The plot is not a new one (in short: big family wedding gone wrong), but it is executed brilliantly. Set against the post-industrial backdrop of a Nottinghamshire town and revolving around the lives of three sisters, it is a gorgeous, funny depiction of multi-generational female relationships. Throughout the two acts, Steel’s script drip feeds our gossip-hungry ears with delectable morsels of intel. Slowly, the pieces begin to fit together. There are some devious twists too – following an unexpected onstage smooch, one man in the audience actually squealed. 

Well-suited to the Dorfman, the National’s smallest theatre, Samal Blak has created a marvellous set. Performed in the round and complete with an obnoxiously large glitter ball to oversee proceedings, the effect is one of mounting claustrophobia. Like greedy zoo animals at feeding time, we strain our necks towards the action, eager to gobble up the unfolding mayhem. The beauty here is that you don’t know these people: it is not your wife peeling off her Spanx at the wedding reception with heady relief, not your uncle peppering the dinner table chat with racist micro-aggressions. You can bask in the sticky, awkward unpleasantness of it all with slightly detached relish. 

Till the Stars Come Down really does spoil us with its cast. All offer stellar performances and have an addictive chemistry as a unit.

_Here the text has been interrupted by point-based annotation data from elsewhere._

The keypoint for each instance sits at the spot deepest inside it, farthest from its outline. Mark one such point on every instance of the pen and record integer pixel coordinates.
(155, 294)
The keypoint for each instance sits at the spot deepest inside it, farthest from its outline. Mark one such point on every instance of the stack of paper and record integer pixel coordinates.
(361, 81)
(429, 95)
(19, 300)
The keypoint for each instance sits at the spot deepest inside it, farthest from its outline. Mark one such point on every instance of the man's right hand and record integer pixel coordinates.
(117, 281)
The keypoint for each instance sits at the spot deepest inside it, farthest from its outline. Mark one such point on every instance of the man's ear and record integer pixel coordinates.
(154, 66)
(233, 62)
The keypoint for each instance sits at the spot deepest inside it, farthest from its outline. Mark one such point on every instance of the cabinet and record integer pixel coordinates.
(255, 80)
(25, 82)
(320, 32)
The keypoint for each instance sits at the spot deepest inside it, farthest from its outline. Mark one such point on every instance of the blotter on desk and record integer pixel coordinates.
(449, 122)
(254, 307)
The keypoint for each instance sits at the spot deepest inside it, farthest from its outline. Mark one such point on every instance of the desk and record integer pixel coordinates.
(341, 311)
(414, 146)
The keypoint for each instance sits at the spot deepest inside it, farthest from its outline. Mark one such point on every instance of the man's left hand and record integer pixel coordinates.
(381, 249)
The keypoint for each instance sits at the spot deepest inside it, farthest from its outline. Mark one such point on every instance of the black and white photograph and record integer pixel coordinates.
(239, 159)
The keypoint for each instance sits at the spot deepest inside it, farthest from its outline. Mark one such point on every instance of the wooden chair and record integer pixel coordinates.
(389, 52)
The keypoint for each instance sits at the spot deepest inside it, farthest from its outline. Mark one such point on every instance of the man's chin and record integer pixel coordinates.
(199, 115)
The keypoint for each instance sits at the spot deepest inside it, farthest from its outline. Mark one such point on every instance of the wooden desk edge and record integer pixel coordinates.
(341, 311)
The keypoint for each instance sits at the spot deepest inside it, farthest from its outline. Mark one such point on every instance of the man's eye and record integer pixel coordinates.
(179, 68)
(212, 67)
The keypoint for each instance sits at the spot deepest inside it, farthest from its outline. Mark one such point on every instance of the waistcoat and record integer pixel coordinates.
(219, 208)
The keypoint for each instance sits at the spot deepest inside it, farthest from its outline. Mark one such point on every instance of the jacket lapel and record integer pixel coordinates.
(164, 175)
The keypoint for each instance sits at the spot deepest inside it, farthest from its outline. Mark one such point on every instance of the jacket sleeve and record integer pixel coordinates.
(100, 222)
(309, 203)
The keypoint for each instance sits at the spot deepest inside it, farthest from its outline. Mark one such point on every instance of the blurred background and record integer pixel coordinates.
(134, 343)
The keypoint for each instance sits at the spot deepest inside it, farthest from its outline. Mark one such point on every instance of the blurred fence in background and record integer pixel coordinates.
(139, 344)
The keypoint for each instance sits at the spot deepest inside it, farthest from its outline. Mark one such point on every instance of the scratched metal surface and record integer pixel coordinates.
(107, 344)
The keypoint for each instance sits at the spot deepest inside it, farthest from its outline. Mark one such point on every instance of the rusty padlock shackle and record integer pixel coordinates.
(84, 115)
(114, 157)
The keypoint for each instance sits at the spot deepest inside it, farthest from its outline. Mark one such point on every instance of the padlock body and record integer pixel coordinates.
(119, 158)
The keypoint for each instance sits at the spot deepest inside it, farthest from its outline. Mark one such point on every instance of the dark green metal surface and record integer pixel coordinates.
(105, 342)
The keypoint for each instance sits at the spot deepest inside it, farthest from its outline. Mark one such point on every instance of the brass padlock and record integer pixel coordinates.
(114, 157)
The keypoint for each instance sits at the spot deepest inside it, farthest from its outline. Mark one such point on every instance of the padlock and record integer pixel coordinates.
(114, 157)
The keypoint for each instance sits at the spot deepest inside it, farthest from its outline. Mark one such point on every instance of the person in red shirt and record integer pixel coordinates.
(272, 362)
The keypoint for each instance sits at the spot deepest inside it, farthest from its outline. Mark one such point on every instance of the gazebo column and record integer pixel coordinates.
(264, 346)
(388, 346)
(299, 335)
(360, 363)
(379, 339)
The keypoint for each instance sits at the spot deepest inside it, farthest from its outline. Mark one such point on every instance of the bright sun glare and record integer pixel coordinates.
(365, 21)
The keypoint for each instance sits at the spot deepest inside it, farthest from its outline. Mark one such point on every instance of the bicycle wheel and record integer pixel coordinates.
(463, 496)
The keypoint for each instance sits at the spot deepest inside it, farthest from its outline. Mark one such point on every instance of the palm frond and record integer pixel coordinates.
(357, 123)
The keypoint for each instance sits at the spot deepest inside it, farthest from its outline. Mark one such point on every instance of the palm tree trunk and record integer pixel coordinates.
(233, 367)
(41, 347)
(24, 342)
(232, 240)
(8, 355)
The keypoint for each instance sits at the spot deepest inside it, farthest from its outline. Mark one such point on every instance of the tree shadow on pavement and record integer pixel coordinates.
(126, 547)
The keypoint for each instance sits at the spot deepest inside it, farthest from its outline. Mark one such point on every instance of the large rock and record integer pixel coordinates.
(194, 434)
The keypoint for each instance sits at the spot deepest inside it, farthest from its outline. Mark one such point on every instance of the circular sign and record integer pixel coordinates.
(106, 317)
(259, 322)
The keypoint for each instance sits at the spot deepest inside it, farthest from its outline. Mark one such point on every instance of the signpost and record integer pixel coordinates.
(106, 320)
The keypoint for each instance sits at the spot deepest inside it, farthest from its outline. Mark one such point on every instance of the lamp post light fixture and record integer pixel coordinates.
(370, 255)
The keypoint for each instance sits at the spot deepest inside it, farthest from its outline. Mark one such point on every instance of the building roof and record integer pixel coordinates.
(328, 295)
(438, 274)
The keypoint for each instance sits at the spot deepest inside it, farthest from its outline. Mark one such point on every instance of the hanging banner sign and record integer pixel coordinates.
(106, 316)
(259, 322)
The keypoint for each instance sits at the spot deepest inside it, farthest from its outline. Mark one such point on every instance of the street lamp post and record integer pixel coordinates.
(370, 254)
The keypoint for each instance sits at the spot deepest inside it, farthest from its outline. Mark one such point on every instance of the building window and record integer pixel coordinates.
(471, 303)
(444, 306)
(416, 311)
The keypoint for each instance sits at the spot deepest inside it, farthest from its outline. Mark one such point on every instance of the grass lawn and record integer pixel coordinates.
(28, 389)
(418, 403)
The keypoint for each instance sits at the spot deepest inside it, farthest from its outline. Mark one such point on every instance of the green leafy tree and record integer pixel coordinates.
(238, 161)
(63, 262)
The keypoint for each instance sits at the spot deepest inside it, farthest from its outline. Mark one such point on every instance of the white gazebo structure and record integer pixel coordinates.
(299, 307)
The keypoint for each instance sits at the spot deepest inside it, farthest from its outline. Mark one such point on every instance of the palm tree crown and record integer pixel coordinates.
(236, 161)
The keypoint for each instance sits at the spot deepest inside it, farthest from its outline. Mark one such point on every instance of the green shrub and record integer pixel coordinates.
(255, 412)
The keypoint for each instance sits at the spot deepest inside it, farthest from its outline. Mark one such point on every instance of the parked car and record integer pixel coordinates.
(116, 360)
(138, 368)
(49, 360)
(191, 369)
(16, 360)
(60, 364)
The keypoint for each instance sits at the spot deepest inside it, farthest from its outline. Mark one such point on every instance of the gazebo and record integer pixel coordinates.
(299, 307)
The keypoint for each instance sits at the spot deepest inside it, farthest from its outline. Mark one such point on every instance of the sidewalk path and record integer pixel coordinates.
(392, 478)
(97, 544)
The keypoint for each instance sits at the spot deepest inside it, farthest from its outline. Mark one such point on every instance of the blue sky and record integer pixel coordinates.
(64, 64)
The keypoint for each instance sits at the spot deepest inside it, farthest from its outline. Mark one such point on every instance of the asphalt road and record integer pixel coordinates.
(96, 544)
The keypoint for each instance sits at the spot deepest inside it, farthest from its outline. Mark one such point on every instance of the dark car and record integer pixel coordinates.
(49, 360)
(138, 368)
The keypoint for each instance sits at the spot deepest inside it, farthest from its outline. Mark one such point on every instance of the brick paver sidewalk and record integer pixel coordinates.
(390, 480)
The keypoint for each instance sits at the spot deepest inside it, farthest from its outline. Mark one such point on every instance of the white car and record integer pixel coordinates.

Lorraine Ashbourne is a particular joy as the sequin-spangled Aunty Carol, cackling inappropriately, getting down to Britney and sinking Polish vodka with reckless abandon. At the play’s heavier moments, she is often a belly laugh-inducing antidote. 

Quick-witted transitions between the serious and plain silly are frequent and effective. Uncle Pete (Philip Whitchurch) rattles off the names of closed coal pits in a sombre toast until a bread roll flung at his forehead brings him to an abrupt halt. The play is at its best in moments like this, when verging on the ridiculous. As it reaches its crescendo, the play loses its grip slightly, with the melodrama of the closing scene slightly at odds with what has gone before.

Combining all the best bits of salacious reality TV and the emotional complexity of a Greek tragedy, Till the Stars Come Down is hilarious and just a bit heartbreaking. Bring on wedding season. 

Till the Stars Come Down plays at the National Theatre until 16 March.